さて、リアリズム論における「パワー」に相当するのが「軍事力」であり、それを担保するのが、人口および経済力からなる「軍事的潜在力」です。

1969年の中ソ国境紛争を機に、中露関係はこじれた状況にありましたが、現在の両国間は「戦略的パートナーシップ」として「長期的で、些細なことでは争わない二国関係」にあるとされています。石郷岡(2013)はこのような状況を、「表面上は笑顔を見せ、しっかりと握手をしながら、裏では、厳しい対立と駆け引きを繰り広げている」関係にあると表現しています。

その中で、双方にとってメリットが享受されることを念頭に、2004年に中露国境協定が結ばれました。これで、1994年の画定分と合わせると、全ての国境が画定したことになり、両国間の懸念事項となっていた国境問題が解決に到りました。

しかし、一方で、軍事的にも経済的にも拡張・拡大を続ける隣国・中国のパワーは大きな脅威として、ロシアに映っているのは間違いありません。

そのため、ロシアは、「バランシング(他国と同盟関係を結んだり、自国の防衛費を向上することによりバランスを保持する戦略)」を行い、自国のバランス・オブ・パワーを維持するために、日本との緊密な関係を築いていきたいという願望を持っていると考えられます。

日露間での懸念事項として「北方領土問題」がありますが、中露国境策定に見られたwin-win関係の構築の原則が、その解決のカギになると考えられます。そして、それがバランス・オブ・パワーの観点からの、日露間の望ましい協力関係の形成につながると期待できるわけです。
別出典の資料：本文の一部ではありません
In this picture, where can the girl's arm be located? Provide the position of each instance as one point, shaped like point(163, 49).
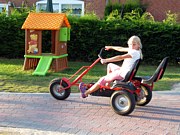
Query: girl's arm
point(116, 58)
point(117, 48)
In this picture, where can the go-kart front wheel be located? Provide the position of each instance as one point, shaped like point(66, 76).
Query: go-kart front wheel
point(55, 87)
point(122, 102)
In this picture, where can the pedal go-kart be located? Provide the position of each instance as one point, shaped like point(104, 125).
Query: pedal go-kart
point(123, 94)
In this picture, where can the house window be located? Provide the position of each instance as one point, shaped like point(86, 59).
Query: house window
point(73, 7)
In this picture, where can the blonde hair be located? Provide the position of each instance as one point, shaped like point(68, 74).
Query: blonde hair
point(137, 40)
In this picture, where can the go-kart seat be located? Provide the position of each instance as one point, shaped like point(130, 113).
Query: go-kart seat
point(158, 73)
point(130, 75)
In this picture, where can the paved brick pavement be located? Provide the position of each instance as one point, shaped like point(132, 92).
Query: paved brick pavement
point(36, 114)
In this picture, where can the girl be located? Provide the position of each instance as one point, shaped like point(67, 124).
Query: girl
point(114, 71)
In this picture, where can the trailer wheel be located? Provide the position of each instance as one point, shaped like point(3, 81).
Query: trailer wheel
point(122, 102)
point(54, 87)
point(146, 94)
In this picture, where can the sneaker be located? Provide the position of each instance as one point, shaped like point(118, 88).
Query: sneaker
point(82, 88)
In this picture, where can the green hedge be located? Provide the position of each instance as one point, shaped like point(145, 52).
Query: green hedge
point(89, 35)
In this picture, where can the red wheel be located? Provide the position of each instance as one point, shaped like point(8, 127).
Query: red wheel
point(122, 102)
point(55, 86)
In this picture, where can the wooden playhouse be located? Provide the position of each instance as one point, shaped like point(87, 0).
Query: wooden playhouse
point(59, 27)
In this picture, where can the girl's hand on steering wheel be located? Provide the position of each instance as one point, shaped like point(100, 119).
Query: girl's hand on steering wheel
point(103, 61)
point(107, 48)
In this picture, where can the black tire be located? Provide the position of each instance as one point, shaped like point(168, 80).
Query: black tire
point(54, 87)
point(122, 102)
point(147, 96)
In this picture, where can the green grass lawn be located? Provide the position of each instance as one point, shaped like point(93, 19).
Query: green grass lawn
point(14, 79)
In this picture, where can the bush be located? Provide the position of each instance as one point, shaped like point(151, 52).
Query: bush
point(89, 34)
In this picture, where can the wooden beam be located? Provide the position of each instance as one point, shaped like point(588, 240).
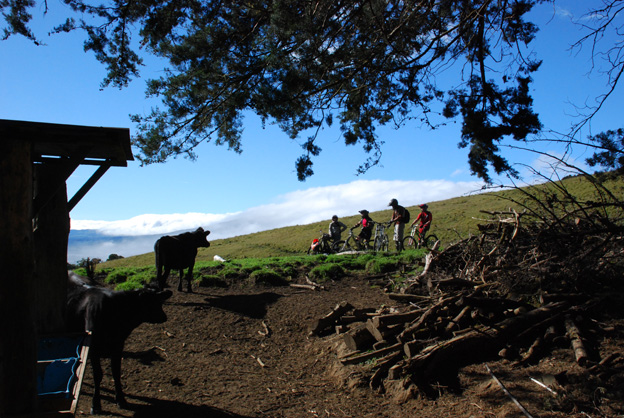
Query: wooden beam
point(87, 186)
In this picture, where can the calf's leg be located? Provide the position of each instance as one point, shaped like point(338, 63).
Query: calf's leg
point(96, 404)
point(162, 278)
point(116, 369)
point(189, 277)
point(181, 277)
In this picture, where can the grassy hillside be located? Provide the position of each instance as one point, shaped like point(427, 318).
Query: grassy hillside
point(453, 219)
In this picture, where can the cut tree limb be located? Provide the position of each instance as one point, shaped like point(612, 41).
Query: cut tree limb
point(577, 342)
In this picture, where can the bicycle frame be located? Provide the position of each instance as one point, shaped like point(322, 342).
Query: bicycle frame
point(381, 241)
point(351, 243)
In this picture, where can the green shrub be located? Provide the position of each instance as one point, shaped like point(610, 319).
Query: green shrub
point(129, 285)
point(381, 265)
point(118, 276)
point(230, 273)
point(325, 272)
point(353, 263)
point(268, 277)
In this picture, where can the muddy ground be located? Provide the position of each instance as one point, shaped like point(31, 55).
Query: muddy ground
point(211, 359)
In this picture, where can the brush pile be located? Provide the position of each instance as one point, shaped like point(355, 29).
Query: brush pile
point(516, 291)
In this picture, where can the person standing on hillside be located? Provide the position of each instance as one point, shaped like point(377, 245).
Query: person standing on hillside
point(399, 219)
point(367, 228)
point(336, 228)
point(424, 217)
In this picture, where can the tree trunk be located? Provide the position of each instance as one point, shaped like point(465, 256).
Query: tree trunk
point(18, 345)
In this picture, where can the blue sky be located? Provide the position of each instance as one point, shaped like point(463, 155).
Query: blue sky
point(234, 194)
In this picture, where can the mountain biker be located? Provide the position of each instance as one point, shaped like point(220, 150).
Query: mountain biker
point(336, 228)
point(367, 228)
point(424, 217)
point(398, 217)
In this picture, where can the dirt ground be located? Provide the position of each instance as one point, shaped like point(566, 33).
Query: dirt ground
point(211, 359)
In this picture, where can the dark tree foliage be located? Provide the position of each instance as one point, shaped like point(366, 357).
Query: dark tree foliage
point(611, 154)
point(307, 64)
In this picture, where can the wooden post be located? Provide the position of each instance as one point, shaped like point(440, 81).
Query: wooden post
point(51, 234)
point(18, 349)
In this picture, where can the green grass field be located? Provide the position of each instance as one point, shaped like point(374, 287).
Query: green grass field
point(453, 219)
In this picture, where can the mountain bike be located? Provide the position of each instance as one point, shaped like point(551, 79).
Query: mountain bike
point(350, 244)
point(414, 240)
point(322, 246)
point(381, 241)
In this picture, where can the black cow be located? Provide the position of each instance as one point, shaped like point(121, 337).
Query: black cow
point(111, 316)
point(178, 252)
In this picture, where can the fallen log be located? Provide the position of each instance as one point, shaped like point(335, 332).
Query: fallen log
point(578, 347)
point(358, 339)
point(406, 297)
point(383, 367)
point(476, 346)
point(381, 321)
point(409, 333)
point(383, 333)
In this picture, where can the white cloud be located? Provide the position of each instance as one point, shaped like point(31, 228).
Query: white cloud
point(554, 165)
point(296, 208)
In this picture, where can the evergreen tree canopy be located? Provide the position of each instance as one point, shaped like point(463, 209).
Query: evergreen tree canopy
point(307, 64)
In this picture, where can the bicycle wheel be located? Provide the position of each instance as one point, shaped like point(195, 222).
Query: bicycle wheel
point(430, 241)
point(410, 243)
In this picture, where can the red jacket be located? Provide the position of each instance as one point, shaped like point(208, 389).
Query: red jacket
point(425, 218)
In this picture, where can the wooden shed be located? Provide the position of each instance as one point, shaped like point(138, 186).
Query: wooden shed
point(36, 159)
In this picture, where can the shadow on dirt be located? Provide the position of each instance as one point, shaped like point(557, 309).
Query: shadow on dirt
point(253, 306)
point(157, 408)
point(146, 357)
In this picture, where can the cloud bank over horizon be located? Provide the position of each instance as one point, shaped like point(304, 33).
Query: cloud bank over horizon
point(137, 235)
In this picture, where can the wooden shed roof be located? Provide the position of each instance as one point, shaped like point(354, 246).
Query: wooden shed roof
point(93, 145)
point(65, 147)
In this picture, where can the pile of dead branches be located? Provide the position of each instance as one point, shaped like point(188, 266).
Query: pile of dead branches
point(517, 253)
point(429, 341)
point(516, 291)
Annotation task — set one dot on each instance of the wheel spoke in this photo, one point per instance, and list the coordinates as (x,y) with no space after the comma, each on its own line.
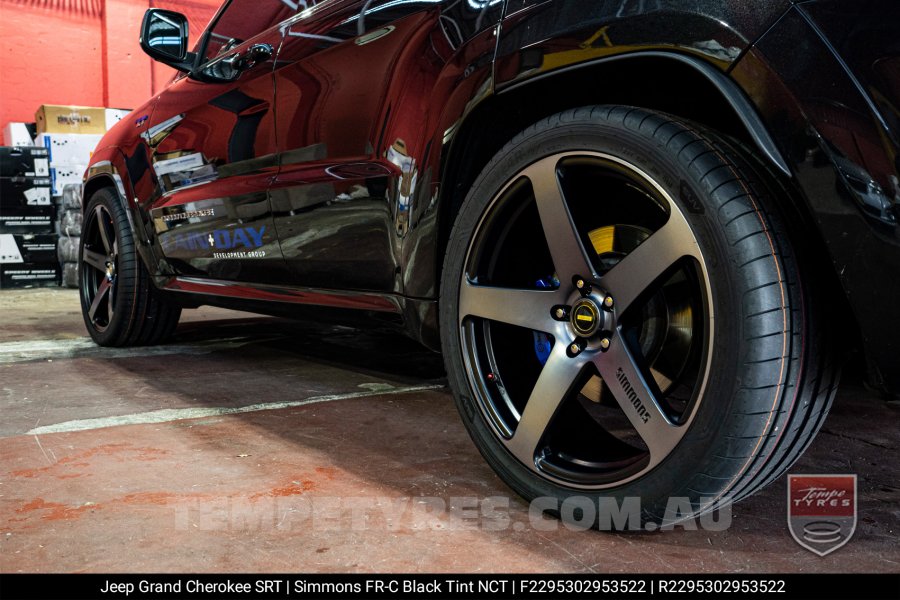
(95,259)
(525,308)
(643,265)
(105,236)
(566,248)
(553,385)
(102,292)
(636,398)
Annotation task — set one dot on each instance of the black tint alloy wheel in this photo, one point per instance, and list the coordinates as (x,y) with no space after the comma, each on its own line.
(119,304)
(622,316)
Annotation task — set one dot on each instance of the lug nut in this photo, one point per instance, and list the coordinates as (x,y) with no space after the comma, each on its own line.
(582,285)
(575,348)
(560,313)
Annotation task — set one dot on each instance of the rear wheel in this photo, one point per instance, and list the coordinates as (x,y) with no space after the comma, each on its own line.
(622,315)
(119,304)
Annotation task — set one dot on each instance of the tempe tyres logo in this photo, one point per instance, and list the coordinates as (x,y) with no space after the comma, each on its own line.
(822,511)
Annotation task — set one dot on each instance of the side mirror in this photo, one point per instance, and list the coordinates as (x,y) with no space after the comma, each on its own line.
(164,36)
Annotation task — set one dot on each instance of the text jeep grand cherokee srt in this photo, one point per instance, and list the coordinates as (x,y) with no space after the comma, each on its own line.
(639,232)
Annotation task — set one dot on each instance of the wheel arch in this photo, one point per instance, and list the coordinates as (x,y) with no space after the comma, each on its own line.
(716,102)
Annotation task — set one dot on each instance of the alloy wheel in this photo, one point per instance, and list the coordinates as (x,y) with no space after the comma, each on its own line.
(585,320)
(99,266)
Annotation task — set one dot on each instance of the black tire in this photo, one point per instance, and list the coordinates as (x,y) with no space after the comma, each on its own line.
(747,392)
(120,305)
日本は、長期的視座から国益を追求していくことを前提とした上で、ロシアの持つ「ニーズ」とは何かを考え、それをロシアに対する外交戦略に落とし込み、プーチン大統領に「柔道技」として仕掛けていく必要があります。その「ニーズ」を探る視点こそ、「リアリズム」から求めることができるのではないでしょうか。

参考文献
石郷岡建著『ウラジミール・プーチン-現実主義者の対中・対日戦略』(2013年, 東洋書店)
奥山真司著『地政学-アメリカの世界戦略地図,』(2004年, 五月書房)
ジョン・ミアシャイマー著『大国政治の悲劇』(2008年, 五木書房)
ジョン・ミアシャイマー著『悪いのはロシアではなく欧米だ』(2014年, Foreign Affairs Report 2014 NO.9所蔵)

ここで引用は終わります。